Irish Brigade (France) - Service

Service

With the Treaty of Ryswick in 1697, King James's army in exile was disbanded, though many of its officers and men were reformed into new regiments. Having been merged into the original Irish Brigade these units served the French well until the French Revolution. Other Irishmen - such as Peter Lacy - proceeded to enter the Austrian service on an individual basis.

The Irish Brigade became one of the elite units of the French Army. While increasingly diluted by French and foreign recruits from elsewhere in Europe, its Irish-born officers and men often aspired to return to aid Ireland and regain their ancestral lands, as some did during the Jacobite Rebellion of 1745.

Irish regiments participated in most of the major land battles fought by the French between 1690 and 1789, particularly Steenkirk (1692), Neerwinden (1693), Marsaglia (1693), Blenheim (1704), Almansa (1707), Malplaquet (1709), Fontenoy (1745), Battle of Lauffeld (1747); and Rossbach (1757).

They also remained strongly attached to the Jacobite cause, taking part in the rising of 1715 and the rising of 1745. For the latter, a composite battalion of infantry ("Irish Picquets") comprising detachments from each of the regiments of the Irish Brigade, plus one squadron of cavalry, was sent to Scotland. This force saw action at the second Battle of Falkirk (where they cemented the victory by driving off the Hanoverians causing the clans to waver) and Culloden, alongside the regiment of Royal Scots (Royal Ecossais) which had been raised the year before in French service. As serving soldiers of the French King the Irish Picquets were permitted to formally surrender after Culloden with a promise of honourable treatment, and were not subjected to the reprisals suffered by the Highland clansmen. Many other exiled Jacobites in the French army were captured en route to Scotland in late 1745 and early 1746, including Charles Radcliffe, 5th Earl of Derwentwater, a captain in Dillon's regiment who was executed in London in 1746.

In the interim, however, the Brigade found itself briefly opposed to its Spanish counterpart in the War of the Quadruple Alliance in 1718-20, as France was allied to the Jacobites' British Hanoverian rivals. As a result it was Spain who assisted the Highland Jacobites in their rising that ended in the Battle of Glen Shiel in 1719. The 1716 Anglo-French alliance had effectively secured the Hanoverian succession in Ireland and Britain. Despite the alliance France continued to recognise James III as legitimate, and therefore the Jacobite regiments in France continued to hope for decades that their cause would eventually succeed.

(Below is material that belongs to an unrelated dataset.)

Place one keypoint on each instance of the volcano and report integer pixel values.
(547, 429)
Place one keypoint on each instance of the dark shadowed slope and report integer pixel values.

Irish regiments served in the War of the Austrian Succession, Seven Years' War, both in Europe and India, and during the American War of Independence, though by the 1740s the number of Irishmen serving in the regiments had begun to markedly decline. The five regiments were increased to six during the War of the Austrian Succession, the sixth being Lally's, initially created by the Comte de Lally -Tollendal through drafts from the original five. Each regiment had a strength of one battalion of 685 men and Fitz James' cavalry regiment counted 240 men. The Brigade played a crucial role at Fontenoy attacking the right flank of the British column suffering some 500 casualties while capturing the two colours from the Coldstream Guards and fifteen cannon. The Irish suffered similar casualties at Lauffeld while leading the assault that finally drove the British from that town. During the Seven Years War the Irish Regiments in French service were: Bulkeley, Clare, Dillon, Rooth, Berwick and Lally as well as the regiment of cavalry, Fitz James; parts of these units were at the Battle of Culloden.

From January 1766 the Papacy formally recognised George III of the Hanoverian dynasty as the lawful monarch of Britain and Ireland, and refused to recognise Bonnie Prince Charlie, who was now styled as King Charles III by the Jacobites. The rise of George III also saw the Tories come back to power with John Stuart, 3rd Earl of Bute forming a ministry — the Tories had previously included high placed, financially powerful Jacobites. There were always a number of English and Scots serving in the Brigade, though their numbers fluctuated markedly over the years. A database being compiled by the Centre for Irish-Scottish Studies at Trinity College suggests that for every ten Irishmen there were on average two Englishmen and one Scot.